# OMG, Finnish photog does selfies.



## Ron Evers (Oct 30, 2014)

You gotta see this:

Controversial Self Portraits By Finnish Photographer Iiu Susiraja | Bored Panda


----------



## tirediron (Oct 30, 2014)

They're different, I'll give her that.


----------



## mmaria (Oct 30, 2014)

hm.... kind of wish I didn't click on that link


----------



## Derrel (Oct 30, 2014)

Wow, those would be controversial in almost any country.


----------



## runnah (Oct 30, 2014)

Am I the only one who is aroused?


----------



## tirediron (Oct 30, 2014)

runnah said:


> Am I the only one who is aroused?


I certainly hope so!!!


----------



## Nevermore1 (Oct 30, 2014)

Looks like something my 16 year old and her friends would do whne they get extremely bored.


----------



## Forkie (Oct 30, 2014)

I love the Scandinavians!


----------



## baturn (Oct 30, 2014)

The shot with the carpet isn't too bad.


----------



## shefjr (Oct 30, 2014)

She's got moxy!


----------



## photoguy99 (Oct 30, 2014)

Looks like she's trying to say something but keeps getting lost in just oddness.


----------



## Designer (Oct 30, 2014)

Yes, she is trying to say something.  If she has a friend, I hope the friend knows what to do.


----------



## Rick50 (Oct 30, 2014)

Hmmm, since I'm Finnish I can't comment...


----------



## photoguy99 (Oct 30, 2014)

The Finns are an odd bunch. It's dark there.

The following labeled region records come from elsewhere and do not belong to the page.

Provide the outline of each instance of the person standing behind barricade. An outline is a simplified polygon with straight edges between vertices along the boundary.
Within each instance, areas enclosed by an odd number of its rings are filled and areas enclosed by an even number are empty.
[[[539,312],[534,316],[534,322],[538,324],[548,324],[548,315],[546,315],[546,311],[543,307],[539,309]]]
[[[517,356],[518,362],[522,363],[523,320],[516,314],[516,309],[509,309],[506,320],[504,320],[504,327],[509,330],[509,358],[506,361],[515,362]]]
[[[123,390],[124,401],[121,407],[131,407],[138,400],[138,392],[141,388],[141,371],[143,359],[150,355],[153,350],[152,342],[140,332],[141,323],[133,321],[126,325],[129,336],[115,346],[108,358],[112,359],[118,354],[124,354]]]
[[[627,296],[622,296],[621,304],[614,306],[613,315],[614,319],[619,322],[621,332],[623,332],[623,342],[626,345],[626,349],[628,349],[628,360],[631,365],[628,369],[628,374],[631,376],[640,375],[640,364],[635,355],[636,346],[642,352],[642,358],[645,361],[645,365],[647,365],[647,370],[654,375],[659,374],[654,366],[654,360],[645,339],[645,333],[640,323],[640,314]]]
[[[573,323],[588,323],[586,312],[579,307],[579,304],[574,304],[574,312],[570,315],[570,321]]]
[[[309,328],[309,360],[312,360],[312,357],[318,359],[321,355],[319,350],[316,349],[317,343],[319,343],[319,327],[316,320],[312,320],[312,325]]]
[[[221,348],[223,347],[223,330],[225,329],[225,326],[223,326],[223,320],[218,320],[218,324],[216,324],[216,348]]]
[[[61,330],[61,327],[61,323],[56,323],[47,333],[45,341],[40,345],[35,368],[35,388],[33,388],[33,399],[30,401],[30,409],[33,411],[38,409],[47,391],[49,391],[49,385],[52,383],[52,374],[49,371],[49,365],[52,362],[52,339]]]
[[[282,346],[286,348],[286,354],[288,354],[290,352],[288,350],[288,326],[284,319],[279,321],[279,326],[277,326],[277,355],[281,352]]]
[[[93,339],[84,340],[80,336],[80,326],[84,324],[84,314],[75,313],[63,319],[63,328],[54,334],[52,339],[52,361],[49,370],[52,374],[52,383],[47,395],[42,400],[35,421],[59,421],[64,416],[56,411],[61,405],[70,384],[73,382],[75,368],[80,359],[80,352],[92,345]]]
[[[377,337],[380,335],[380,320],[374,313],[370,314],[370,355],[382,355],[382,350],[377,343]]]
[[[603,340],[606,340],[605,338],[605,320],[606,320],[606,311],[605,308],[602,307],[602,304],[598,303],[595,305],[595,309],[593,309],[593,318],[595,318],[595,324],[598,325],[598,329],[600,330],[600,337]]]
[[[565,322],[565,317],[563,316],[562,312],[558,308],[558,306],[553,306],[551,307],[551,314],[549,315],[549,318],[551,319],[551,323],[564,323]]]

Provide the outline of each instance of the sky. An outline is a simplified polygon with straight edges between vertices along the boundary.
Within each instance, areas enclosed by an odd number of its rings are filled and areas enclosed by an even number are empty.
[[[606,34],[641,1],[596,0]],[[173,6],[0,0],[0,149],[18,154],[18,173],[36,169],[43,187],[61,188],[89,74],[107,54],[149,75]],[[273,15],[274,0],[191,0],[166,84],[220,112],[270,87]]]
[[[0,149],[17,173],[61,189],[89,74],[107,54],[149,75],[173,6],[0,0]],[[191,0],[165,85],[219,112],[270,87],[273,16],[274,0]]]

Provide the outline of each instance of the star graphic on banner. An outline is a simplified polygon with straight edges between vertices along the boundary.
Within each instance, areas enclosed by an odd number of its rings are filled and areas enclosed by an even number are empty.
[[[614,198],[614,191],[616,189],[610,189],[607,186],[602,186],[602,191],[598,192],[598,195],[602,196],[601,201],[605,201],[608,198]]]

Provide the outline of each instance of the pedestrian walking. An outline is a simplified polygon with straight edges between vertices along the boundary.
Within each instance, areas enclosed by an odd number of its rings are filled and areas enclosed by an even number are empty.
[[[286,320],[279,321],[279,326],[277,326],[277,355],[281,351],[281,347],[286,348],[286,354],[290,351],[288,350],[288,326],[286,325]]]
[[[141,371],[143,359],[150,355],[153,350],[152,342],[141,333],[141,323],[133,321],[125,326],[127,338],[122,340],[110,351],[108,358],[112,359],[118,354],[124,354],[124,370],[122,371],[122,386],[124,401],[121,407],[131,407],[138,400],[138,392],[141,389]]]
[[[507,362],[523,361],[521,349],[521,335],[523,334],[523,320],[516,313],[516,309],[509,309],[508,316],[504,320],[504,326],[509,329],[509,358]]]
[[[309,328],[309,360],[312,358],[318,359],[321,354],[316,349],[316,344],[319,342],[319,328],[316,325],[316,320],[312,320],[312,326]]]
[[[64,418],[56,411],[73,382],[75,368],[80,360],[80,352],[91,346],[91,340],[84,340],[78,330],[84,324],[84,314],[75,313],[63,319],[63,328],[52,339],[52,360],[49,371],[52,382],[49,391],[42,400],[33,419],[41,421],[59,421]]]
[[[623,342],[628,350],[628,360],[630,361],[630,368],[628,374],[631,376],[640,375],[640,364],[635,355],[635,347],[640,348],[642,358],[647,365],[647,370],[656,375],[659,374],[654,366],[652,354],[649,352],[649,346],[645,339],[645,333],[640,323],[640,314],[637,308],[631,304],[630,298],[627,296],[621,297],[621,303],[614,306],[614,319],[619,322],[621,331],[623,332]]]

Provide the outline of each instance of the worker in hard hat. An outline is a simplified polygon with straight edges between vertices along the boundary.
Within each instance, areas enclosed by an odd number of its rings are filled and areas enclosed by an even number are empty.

If you happen to be Russian possibly the most relevant oddity is that Every. Single. Platoon. has a sniper unit. These are a serious people in some ways. It should not be surprising to find a quirky sense of humor as well.


----------



## pixmedic (Oct 30, 2014)

i found nothing controversial, nor artistic in any of those photos. 
It looks like she just took badly staged selfies with whatever random junk she happened to have lying around at the time.


----------



## KmH (Oct 30, 2014)

Wow! It's ART!


----------



## snerd (Oct 31, 2014)




----------



## Braineack (Oct 31, 2014)

replace controversial with bored.


----------



## Overread (Oct 31, 2014)

Take a good long look everyone. 

Now this is what happens when friends try those 365 Day selfie photo challenges. 

Learn a lesson - DON'T let friends 365 Day selfie!


----------



## mrs.hankIII (Nov 1, 2014)

...I don't get it.


----------



## snowbear (Nov 3, 2014)

That.  Poor.  Bear.


----------